Recognition and Enforcement: 30 years from the entry into force of the Brussels Convention in Greece – A practitioner’s account –

I. Introduction

It was the 3rd of March 1989, when an announcement was published in the Official Gazette of the Hellenic Republic, stating that the Brussels Convention would finally enter into force on April 1, 1989. Why finally? Because it took the state nearly a decade after the accession to the EC [1.1.1981] to activate the Brussels Convention in the country. After a long hibernation time, Law Nr. 1814/1988 was published in November 11, 1988, marking the official ratification of the Convention. In less than a year, the Convention became operative in the Greek legal order. Since that time, a great number of judgments were published in the legal press, some of them with elucidating notes and comments. Commentaries and monographs paved the path for widespread knowledge and ease of access to the new means of handling cross border cases within the EC.

Almost 12 years later, Regulation 44/2001 replaced the Brussels Convention. On the whole, the application of the Regulation in the country can be described as satisfactory. Courts proved to be open minded in exequatur proceedings, thus fulfilling the mandate for a free circulation of judgments dictated by the EU. Only minor issues cause some skepticism, the majority of which could have been solved by means of an implementing act to the Regulation. Regrettably enough, Greek governments persistently omit to issue any such acts in the course of communitarization in civil and commercial matters. Consequently, primarily academics, and later courts, were called to find viable solutions to problems faced or potentially confronted in the future.

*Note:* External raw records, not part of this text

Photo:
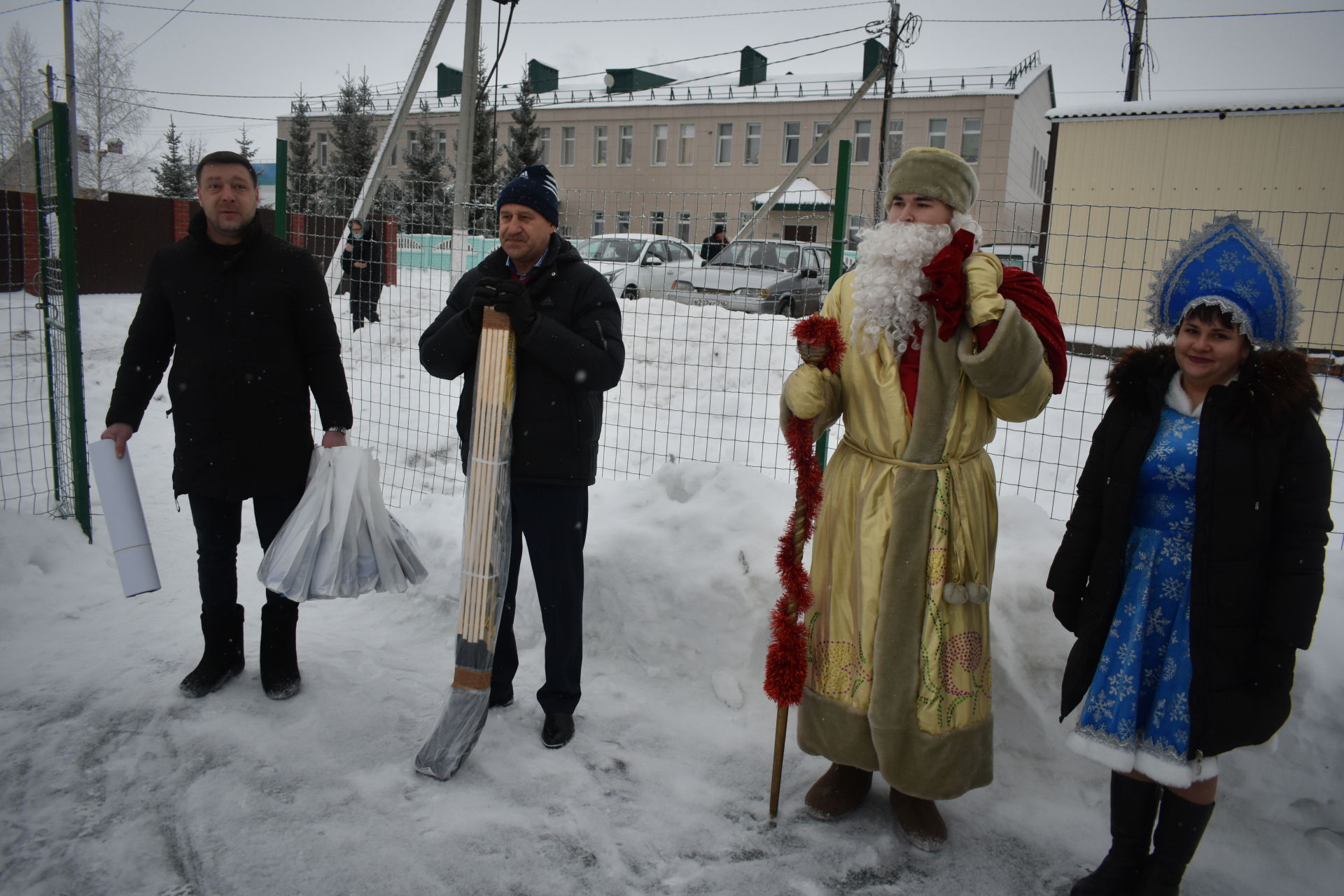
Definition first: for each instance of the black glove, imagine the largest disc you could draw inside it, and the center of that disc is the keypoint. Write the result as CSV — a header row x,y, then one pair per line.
x,y
512,300
483,298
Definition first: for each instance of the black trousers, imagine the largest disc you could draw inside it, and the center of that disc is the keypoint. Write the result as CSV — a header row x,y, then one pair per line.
x,y
554,522
219,531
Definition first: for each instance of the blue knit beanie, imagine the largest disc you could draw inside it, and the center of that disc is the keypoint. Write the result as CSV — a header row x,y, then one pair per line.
x,y
536,188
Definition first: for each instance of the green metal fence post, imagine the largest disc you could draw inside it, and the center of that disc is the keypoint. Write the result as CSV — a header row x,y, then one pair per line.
x,y
839,232
283,188
67,324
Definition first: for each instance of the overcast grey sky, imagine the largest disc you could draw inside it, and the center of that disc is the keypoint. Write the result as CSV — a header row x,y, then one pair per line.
x,y
264,50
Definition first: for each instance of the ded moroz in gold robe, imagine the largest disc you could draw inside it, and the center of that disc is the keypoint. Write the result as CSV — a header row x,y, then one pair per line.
x,y
898,678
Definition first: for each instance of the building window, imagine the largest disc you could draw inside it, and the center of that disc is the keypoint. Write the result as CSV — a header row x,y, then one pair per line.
x,y
971,140
939,133
660,144
724,152
753,144
862,140
824,153
895,140
686,147
625,152
568,146
600,144
683,226
792,137
857,223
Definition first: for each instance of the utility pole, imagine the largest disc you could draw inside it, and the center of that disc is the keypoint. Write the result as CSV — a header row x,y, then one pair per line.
x,y
465,137
892,31
69,13
1136,54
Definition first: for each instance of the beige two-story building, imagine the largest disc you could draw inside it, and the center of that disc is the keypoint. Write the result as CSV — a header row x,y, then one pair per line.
x,y
680,158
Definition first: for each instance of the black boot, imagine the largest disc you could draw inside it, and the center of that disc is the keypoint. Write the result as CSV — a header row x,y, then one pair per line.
x,y
279,656
1133,808
223,656
1179,830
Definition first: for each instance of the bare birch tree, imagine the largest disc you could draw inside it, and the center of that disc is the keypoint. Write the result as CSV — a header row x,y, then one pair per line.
x,y
22,97
111,108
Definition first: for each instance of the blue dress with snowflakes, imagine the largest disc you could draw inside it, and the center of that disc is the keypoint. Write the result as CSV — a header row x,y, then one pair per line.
x,y
1136,713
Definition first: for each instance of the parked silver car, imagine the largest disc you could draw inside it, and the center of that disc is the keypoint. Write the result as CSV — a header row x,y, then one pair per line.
x,y
761,277
638,265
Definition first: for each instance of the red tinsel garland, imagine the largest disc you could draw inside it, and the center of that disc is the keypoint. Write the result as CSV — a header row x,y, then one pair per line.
x,y
787,659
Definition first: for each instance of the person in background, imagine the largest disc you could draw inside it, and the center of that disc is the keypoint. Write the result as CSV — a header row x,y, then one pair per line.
x,y
569,351
248,326
363,265
898,673
1193,564
714,244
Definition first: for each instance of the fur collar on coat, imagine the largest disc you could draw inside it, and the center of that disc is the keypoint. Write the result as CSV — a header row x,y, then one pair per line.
x,y
1273,384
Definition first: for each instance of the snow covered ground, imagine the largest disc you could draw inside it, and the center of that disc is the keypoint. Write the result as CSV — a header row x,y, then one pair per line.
x,y
115,783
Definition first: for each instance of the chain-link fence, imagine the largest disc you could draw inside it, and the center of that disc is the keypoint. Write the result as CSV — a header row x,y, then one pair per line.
x,y
702,382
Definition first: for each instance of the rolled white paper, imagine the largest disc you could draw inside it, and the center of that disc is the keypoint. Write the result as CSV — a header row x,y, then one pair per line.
x,y
127,530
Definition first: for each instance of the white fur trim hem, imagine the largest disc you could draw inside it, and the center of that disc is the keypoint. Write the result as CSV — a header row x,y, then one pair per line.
x,y
1177,776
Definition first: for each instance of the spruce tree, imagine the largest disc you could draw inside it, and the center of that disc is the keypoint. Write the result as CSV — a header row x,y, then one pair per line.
x,y
245,147
354,144
524,136
484,156
424,198
302,178
174,178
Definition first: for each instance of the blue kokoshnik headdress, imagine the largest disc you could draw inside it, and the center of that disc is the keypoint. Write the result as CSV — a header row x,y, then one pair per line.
x,y
1233,266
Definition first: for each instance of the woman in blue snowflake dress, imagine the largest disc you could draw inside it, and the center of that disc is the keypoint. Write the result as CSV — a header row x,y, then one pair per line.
x,y
1191,568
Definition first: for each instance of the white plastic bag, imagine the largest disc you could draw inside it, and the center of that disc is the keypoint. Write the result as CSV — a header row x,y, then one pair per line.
x,y
340,542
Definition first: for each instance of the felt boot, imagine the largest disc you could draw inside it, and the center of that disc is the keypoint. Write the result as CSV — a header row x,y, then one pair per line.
x,y
279,656
1180,825
223,656
1133,806
920,821
839,792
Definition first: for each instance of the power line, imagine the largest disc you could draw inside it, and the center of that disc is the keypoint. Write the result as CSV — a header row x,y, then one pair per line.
x,y
160,27
29,7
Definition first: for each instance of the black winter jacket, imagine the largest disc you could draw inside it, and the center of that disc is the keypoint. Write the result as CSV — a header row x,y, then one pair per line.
x,y
249,333
570,355
369,250
1262,488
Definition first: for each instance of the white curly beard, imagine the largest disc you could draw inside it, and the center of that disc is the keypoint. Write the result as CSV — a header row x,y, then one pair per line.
x,y
889,281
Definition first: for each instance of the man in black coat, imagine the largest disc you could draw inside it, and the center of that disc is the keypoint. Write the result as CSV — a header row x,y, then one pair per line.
x,y
569,351
245,318
363,266
714,244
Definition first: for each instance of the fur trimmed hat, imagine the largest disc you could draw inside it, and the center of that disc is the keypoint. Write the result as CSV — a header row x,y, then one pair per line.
x,y
939,174
536,188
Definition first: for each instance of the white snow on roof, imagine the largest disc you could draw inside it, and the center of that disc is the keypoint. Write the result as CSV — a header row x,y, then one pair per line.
x,y
802,192
1209,102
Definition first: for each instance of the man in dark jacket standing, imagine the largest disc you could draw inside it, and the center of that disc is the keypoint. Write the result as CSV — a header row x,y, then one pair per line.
x,y
569,351
714,244
246,321
363,266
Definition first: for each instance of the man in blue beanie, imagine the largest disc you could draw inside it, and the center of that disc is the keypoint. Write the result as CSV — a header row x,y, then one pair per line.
x,y
569,351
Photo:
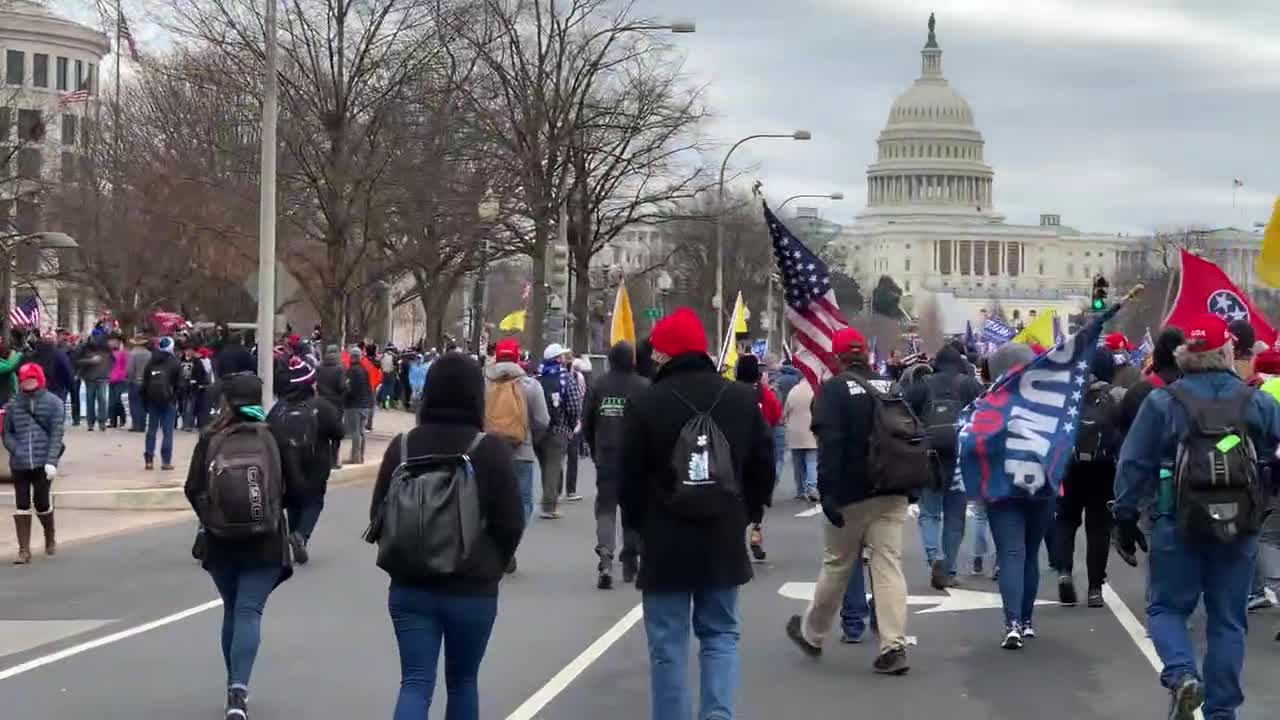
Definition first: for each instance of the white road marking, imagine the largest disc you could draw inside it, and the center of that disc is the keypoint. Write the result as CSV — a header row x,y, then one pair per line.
x,y
106,639
1136,629
530,709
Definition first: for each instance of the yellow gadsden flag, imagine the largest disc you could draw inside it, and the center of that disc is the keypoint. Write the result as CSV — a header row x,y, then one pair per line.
x,y
736,326
513,322
1040,332
624,322
1269,260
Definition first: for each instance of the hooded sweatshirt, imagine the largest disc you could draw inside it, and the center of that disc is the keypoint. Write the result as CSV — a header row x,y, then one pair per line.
x,y
539,418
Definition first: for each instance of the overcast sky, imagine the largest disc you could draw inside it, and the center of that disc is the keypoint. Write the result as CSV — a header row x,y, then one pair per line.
x,y
1121,115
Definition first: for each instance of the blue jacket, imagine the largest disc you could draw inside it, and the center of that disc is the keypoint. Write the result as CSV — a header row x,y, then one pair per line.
x,y
1152,442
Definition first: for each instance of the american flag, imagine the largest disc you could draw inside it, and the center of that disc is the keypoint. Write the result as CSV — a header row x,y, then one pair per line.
x,y
73,98
126,35
810,304
26,314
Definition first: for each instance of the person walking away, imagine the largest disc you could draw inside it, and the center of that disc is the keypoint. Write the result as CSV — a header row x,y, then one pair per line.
x,y
748,372
696,463
515,411
136,370
191,387
603,415
1194,449
872,454
581,369
117,383
357,402
238,488
160,396
33,437
444,587
309,425
565,406
1087,486
944,393
95,369
332,386
798,420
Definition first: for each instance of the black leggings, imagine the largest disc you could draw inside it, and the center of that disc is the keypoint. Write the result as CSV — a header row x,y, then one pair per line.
x,y
27,482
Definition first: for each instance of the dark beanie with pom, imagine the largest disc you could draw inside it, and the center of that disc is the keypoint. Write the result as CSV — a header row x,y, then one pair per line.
x,y
453,392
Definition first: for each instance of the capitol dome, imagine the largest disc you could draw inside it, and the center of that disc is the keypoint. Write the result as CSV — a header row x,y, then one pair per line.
x,y
931,153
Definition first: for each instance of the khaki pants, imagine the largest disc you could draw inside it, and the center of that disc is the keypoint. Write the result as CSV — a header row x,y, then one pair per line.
x,y
877,523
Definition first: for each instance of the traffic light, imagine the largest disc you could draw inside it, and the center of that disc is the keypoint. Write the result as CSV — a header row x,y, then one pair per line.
x,y
1100,294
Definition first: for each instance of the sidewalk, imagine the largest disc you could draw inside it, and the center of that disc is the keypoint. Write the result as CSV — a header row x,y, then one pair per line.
x,y
101,488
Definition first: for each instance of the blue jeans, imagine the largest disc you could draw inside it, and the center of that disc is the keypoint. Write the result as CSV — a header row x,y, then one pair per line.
x,y
304,518
137,411
1180,573
804,464
854,610
245,589
714,621
525,477
942,511
1019,527
424,620
160,419
95,399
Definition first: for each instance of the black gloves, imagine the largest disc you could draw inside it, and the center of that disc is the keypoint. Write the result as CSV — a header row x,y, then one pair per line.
x,y
832,513
1128,537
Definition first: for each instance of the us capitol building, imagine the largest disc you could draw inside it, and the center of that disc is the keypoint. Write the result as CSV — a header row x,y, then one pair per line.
x,y
931,222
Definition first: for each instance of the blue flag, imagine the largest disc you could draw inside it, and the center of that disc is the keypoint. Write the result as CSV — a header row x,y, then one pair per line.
x,y
1016,438
996,332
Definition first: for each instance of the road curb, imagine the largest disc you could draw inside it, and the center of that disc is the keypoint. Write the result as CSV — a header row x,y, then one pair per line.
x,y
168,497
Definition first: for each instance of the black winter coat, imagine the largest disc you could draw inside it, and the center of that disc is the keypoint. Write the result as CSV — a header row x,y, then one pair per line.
x,y
273,550
499,502
314,468
681,555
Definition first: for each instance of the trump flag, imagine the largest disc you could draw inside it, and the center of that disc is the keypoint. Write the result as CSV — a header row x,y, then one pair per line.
x,y
1203,287
1016,438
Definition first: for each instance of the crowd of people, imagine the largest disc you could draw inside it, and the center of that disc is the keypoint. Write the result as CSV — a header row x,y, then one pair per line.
x,y
686,465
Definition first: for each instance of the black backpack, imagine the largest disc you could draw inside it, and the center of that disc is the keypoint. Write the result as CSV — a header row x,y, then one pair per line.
x,y
430,519
1216,486
703,463
1096,438
246,483
942,414
897,451
300,425
156,387
552,391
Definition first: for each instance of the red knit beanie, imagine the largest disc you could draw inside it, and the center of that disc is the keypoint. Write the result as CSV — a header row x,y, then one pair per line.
x,y
679,333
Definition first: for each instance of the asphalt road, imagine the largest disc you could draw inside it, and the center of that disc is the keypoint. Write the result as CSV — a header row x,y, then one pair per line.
x,y
126,629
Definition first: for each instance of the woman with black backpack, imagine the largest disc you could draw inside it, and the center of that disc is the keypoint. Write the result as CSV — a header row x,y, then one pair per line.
x,y
238,490
451,593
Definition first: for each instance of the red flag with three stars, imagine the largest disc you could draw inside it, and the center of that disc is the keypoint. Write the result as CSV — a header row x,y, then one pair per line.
x,y
1203,287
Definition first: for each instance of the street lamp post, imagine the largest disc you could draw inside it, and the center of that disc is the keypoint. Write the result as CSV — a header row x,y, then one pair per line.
x,y
836,195
720,224
266,215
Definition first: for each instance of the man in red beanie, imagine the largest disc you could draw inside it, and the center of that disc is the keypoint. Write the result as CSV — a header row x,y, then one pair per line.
x,y
33,437
696,463
1197,478
858,514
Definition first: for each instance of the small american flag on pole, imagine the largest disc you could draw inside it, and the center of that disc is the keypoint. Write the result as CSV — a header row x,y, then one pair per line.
x,y
810,304
26,314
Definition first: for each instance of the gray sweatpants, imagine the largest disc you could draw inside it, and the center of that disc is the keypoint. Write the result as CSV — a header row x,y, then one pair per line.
x,y
551,456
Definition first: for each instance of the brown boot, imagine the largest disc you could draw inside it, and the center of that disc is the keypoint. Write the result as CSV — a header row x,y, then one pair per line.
x,y
22,523
46,520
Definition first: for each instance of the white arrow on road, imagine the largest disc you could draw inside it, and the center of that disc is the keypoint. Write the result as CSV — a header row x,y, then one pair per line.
x,y
955,600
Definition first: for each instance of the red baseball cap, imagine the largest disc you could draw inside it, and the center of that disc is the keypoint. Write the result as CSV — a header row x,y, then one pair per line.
x,y
507,350
1207,332
848,340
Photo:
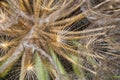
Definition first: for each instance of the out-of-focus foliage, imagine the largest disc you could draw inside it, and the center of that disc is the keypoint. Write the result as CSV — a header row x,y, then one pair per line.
x,y
59,39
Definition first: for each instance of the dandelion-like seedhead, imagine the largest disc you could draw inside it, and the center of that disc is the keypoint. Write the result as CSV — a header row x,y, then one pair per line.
x,y
37,31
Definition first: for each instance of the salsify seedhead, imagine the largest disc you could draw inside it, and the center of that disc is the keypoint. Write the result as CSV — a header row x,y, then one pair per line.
x,y
34,33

II. Problems faced / solutions given

A problem causing doubts and confusion in Greece was the exact definition of the term used under Art. 36 Brussels Convention. Unlike the English version, where the same terminology is used [“may be appealed”], the Greek text showed a discrepancy, causing contradictory rulings. The issue reached the Supreme Court, which finally clarified the problem in 2001. In particular, the wording used in Articles 36.1, 37-40 Brussels Convention did not make specific reference to an appeal. Instead, the terminus used was the equivalent of “recourse”. For the purposes of Art. 37 Brussels Convention, the Hellenic Government declared that the “recourse” shall be filed at the Court of Appeal. It is an elementary rule in Greek civil practice, that all remedies against first instance decisions are filed with the secretariat of the court rendering the decision challenged. In light of this fact, several lawyers lodged the “recourse” there, i.e. at the competent 1st instance court. In the ensuing process before the CoA however, they were in for a surprise: Many appellate courts in the country repeatedly dismissed the “recourse” as inadmissible, because it was not filed properly. As a result, courts followed different directions which can be summarized as follows: The first view considered the “recourse” as a blend of 1st and 2nd instance legal remedies; consequently it reached the conclusion that ordinary rules of appeal proceedings are to be used in the process at hand, with the exception that the “recourse” shall be filed with the secretariat of the CoA, which was the competent one according to Art. 37 Brussels Convention. Furthermore, given the fact that the appellant is not obliged to serve the appeal under Greek law, the terms set under Art. 36.2 Brussels Convention & 43.5 Brussels I Reg. relate to the act of filing, not serving the document. The opposite view however confers to the recourse the nature of third party proceedings, thus changing the procedural requirements. In particular, by adopting this position, the appellant is burdened with the duty to serve the document within the term of one or two months respectively. The latter view has finally prevailed.

Following the entry into force of the Brussels I Regulation, the above issue has been made redundant, given that the Greek wording was streamlined to that of the English text. The Greek version of the Brussels I bis Regulation follows suit.  However, it still affects the adjacent area of the Lugano Convention. A recent ruling of the Supreme Court bears witness to this assumption [SC 2078/2017, confirming Thessaloniki CoA 1042/2015, published in: Civil Procedure Law Review 2015, 351, note Anthimos: Filing does not suffice; service of the appeal to the appellee is imperative, otherwise the remedy is dismissed as inadmissible].

III. The Brussels I bis Regulation

Entering into the era of the Brussels I bis Regulation, we see however a remarkable absence of case law in regards to Chapter III on recognition and enforcement: For more than 4 years after the Regulation entered into force, there isn’t a single judgment reported in the country, most notably on Section 3, which established the new system of the application for refusal of recognition and enforcement [Articles 45 et seq.]. In the sole case found, the creditor followed erroneously the previous system of exequatur, which led the court to dismiss the application as inadmissible [lack of locus standi].

Hence, the question: Is Greece the sole exception to other Member States’ practice? I could associate the lack of case law with the devastating situation my country suffered over the last years: The Grexit-nightmare, financial instability and capital restrictions could serve as an explanation for this plunge.

However, to the extent of my ability to follow the German literature, I do not see any application of Chapter III in Germany either. It would be very interesting to find out by the readers of this blog, whether there’s already some ‘action’ in other Member States.